Sat. 3rd November 6hr 45min
Match drilled the HS-904 ribs and HS-905 nose ribs to the spars. Disassembled. Prepared the spar edges. Fabricated the wooden jig and assembled the skin and skeleton of the left HS.
This was my first full Saturday working on the project. As it turned out, I was also able to find time go into the city centre with my wife to have some lunch and shop for some household items.

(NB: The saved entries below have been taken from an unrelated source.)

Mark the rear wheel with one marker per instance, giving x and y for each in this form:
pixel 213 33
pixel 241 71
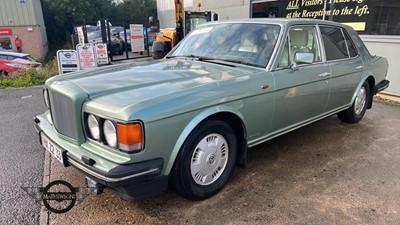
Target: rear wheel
pixel 356 112
pixel 206 161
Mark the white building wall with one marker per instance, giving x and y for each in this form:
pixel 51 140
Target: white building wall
pixel 389 47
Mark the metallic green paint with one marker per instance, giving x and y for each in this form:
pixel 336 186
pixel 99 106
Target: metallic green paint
pixel 173 96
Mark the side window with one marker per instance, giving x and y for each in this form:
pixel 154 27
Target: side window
pixel 304 39
pixel 284 60
pixel 336 44
pixel 350 45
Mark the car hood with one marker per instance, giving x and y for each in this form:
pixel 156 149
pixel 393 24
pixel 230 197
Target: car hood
pixel 121 87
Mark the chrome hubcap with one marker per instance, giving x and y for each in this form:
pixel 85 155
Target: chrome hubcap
pixel 209 159
pixel 360 101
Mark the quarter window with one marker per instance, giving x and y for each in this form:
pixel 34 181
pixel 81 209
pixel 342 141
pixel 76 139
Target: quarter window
pixel 304 39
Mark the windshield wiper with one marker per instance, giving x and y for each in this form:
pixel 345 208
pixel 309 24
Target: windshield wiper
pixel 240 62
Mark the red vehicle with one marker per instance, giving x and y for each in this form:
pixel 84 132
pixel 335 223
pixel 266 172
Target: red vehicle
pixel 11 62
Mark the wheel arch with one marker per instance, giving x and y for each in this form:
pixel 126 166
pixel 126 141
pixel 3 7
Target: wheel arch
pixel 371 81
pixel 229 115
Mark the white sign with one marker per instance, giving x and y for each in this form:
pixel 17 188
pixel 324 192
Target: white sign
pixel 67 61
pixel 137 37
pixel 86 54
pixel 101 53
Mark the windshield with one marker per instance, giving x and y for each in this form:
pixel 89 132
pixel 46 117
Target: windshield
pixel 245 43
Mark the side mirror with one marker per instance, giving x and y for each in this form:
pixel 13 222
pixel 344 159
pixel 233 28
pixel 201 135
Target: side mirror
pixel 304 57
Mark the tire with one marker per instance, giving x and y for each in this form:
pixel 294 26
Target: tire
pixel 357 110
pixel 206 161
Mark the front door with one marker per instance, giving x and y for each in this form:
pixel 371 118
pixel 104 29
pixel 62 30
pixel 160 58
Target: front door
pixel 302 88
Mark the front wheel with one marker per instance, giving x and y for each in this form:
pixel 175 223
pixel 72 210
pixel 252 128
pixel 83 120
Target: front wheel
pixel 356 112
pixel 206 161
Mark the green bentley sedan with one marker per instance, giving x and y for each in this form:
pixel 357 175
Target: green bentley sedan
pixel 188 120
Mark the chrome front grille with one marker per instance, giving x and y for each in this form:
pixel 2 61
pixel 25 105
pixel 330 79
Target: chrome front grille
pixel 63 114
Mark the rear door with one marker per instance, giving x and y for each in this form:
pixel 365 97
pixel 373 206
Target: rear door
pixel 346 65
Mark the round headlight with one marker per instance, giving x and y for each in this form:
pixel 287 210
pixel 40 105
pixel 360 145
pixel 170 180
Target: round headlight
pixel 46 98
pixel 93 126
pixel 110 133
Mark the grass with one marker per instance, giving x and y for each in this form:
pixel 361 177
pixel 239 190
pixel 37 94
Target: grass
pixel 29 77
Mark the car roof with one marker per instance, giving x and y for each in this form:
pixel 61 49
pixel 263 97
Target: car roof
pixel 282 21
pixel 14 54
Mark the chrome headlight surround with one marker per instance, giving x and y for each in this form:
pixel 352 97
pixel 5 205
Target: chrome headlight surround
pixel 118 135
pixel 93 126
pixel 110 133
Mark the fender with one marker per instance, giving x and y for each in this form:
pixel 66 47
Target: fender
pixel 192 125
pixel 359 87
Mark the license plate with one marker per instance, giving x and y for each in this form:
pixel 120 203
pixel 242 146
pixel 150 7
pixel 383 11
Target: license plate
pixel 51 147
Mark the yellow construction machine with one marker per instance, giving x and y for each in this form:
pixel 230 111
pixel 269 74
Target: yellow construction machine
pixel 186 21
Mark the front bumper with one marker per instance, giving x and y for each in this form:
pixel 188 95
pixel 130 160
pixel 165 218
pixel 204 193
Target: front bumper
pixel 133 181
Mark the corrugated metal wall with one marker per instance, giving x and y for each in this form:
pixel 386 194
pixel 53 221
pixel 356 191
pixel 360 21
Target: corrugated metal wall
pixel 21 13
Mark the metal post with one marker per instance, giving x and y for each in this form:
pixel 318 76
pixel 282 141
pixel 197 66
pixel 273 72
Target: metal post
pixel 147 39
pixel 109 40
pixel 85 39
pixel 125 41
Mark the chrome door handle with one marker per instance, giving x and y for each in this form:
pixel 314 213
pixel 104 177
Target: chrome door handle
pixel 326 74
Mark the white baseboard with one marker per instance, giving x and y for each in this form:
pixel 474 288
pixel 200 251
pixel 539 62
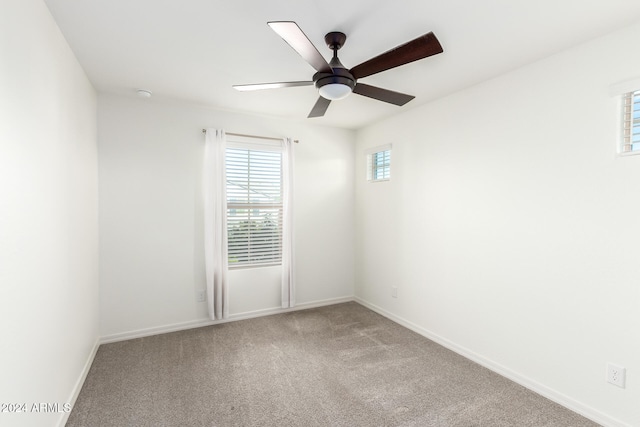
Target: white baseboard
pixel 553 395
pixel 141 333
pixel 64 417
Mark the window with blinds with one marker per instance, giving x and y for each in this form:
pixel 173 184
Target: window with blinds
pixel 254 206
pixel 379 163
pixel 631 122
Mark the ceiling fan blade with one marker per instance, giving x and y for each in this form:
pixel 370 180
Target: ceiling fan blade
pixel 414 50
pixel 261 86
pixel 384 95
pixel 320 108
pixel 293 35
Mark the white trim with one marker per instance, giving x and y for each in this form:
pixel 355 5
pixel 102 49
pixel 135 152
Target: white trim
pixel 147 332
pixel 621 88
pixel 64 417
pixel 553 395
pixel 378 149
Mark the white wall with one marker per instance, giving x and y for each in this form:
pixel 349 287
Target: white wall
pixel 151 245
pixel 48 215
pixel 510 229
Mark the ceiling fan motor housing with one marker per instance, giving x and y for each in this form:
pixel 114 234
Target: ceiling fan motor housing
pixel 339 76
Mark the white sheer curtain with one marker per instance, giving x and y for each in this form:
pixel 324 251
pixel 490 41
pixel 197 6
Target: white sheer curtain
pixel 288 276
pixel 215 224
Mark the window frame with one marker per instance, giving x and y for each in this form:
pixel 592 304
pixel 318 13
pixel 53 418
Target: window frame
pixel 253 145
pixel 374 167
pixel 630 107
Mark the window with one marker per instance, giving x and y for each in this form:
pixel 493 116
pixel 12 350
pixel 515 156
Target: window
pixel 254 204
pixel 631 122
pixel 379 163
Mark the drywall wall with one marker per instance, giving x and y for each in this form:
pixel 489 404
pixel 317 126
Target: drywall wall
pixel 151 245
pixel 48 217
pixel 509 226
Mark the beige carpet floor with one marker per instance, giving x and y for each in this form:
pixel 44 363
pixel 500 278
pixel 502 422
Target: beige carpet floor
pixel 341 365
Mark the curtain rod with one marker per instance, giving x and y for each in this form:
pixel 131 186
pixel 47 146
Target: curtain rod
pixel 253 136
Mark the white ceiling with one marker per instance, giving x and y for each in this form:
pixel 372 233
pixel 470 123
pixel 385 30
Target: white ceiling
pixel 195 50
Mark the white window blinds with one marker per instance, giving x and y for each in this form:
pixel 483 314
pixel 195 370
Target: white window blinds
pixel 631 122
pixel 379 163
pixel 254 206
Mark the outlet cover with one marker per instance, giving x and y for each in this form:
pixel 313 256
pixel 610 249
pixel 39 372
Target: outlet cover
pixel 616 375
pixel 201 295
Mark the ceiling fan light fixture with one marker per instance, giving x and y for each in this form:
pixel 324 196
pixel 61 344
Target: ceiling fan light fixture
pixel 334 91
pixel 334 87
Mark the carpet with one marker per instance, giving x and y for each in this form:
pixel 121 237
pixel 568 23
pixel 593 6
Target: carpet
pixel 340 365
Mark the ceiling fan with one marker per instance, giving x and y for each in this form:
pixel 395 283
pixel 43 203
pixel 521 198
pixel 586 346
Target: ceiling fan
pixel 333 80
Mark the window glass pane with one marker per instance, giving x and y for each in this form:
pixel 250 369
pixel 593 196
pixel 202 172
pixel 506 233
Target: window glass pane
pixel 254 202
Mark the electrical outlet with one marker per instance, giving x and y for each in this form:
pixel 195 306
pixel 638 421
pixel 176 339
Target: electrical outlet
pixel 615 374
pixel 201 295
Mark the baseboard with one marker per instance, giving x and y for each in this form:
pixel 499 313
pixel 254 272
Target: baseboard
pixel 164 329
pixel 553 395
pixel 64 417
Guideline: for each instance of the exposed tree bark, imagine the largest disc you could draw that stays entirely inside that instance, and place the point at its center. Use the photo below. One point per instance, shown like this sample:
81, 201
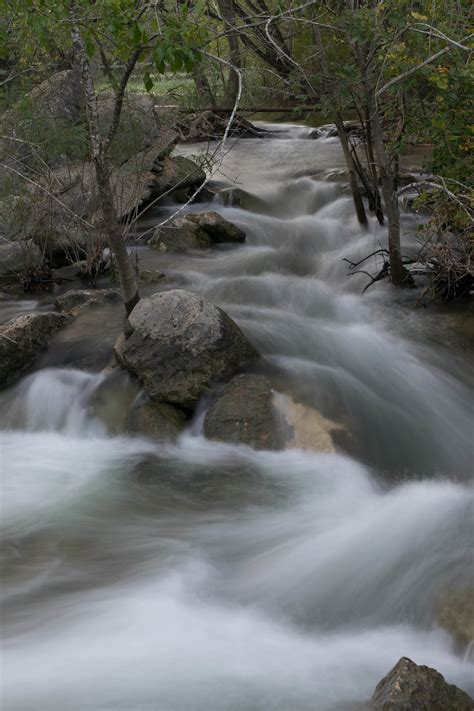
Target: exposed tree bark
203, 86
342, 133
399, 274
232, 85
102, 165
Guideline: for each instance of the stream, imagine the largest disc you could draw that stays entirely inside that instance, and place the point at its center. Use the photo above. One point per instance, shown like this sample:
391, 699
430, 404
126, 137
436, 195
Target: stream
200, 576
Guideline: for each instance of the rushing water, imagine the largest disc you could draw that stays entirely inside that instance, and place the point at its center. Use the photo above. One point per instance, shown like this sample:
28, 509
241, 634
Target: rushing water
198, 576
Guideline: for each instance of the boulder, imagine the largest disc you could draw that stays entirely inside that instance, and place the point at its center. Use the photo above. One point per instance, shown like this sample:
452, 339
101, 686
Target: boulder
243, 413
66, 220
455, 613
180, 345
180, 235
177, 173
155, 419
410, 687
22, 339
142, 126
19, 257
218, 228
195, 231
77, 298
151, 276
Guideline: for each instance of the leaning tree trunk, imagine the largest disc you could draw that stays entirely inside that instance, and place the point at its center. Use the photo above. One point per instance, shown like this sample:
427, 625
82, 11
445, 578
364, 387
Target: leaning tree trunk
399, 274
203, 86
342, 133
102, 166
231, 90
353, 182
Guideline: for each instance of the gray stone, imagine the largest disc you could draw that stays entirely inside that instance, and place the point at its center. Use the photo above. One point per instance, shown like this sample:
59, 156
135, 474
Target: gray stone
18, 257
218, 228
243, 413
177, 173
180, 345
179, 236
155, 419
410, 687
76, 298
22, 339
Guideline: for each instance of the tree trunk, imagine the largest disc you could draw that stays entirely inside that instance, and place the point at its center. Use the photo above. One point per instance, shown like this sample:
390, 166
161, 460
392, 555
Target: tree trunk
399, 274
353, 183
342, 133
203, 86
231, 90
102, 165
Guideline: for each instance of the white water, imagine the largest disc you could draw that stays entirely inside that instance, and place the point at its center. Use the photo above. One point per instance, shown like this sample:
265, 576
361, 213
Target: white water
142, 577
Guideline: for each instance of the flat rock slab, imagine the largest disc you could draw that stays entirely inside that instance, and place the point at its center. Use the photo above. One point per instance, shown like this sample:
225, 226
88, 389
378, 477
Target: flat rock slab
410, 687
181, 344
77, 298
22, 339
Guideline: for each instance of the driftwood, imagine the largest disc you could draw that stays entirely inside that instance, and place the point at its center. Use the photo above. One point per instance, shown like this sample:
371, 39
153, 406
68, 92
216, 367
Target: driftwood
210, 126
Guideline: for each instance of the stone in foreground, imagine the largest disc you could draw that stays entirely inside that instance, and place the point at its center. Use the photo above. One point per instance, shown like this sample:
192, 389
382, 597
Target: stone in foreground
75, 299
243, 413
181, 344
157, 420
217, 227
22, 339
409, 687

In preparation for the project, I would regularly drop into my local Lidl and aldi stores to see what they might have. As a marketing man, I would have told you ten years ago that the idea of a shop that did not have regular stock but instead offered whatever was cheapest from time to time was plain crazy and would never work. Shows you how much I know. In fact, not knowing what they may have increases the 'mystery' and brings me back regularly just to see what they have in. What they have in stock very often includes tools that I would never have thought of owning. Much of it is amazingly cheap stuff probably made in China. However, for very occassional use, it is perfectly fine. I got a router and an electric staple gun that were of great help in building the workshop. All of the plastic storage bins you see in the photos came from this source. I also got a digital level, digital calipers and two engineering-type vices with brackets to attach them to the the side of a bench. These last items really came into play this evening, holding the spars steady while I preped the edges. They will also be used to hold sheet material clamped between two lengths of timber for edge preparation; the rudder skins for example. I will have to see if I can fit them to the table of my bench drill because the vice-grips type clamp I got earlier won't hold thin or small pieces.
Again, the edge preparation technique I am using involves using the file to get a consistent shiny edge with no shear marks, then deburring and finally polishing. I use the bench-mounted Scotchbrite wheel where possible but, if not, I use the 1in wheel in a die grinder. That die grinder sure uses a lot of air.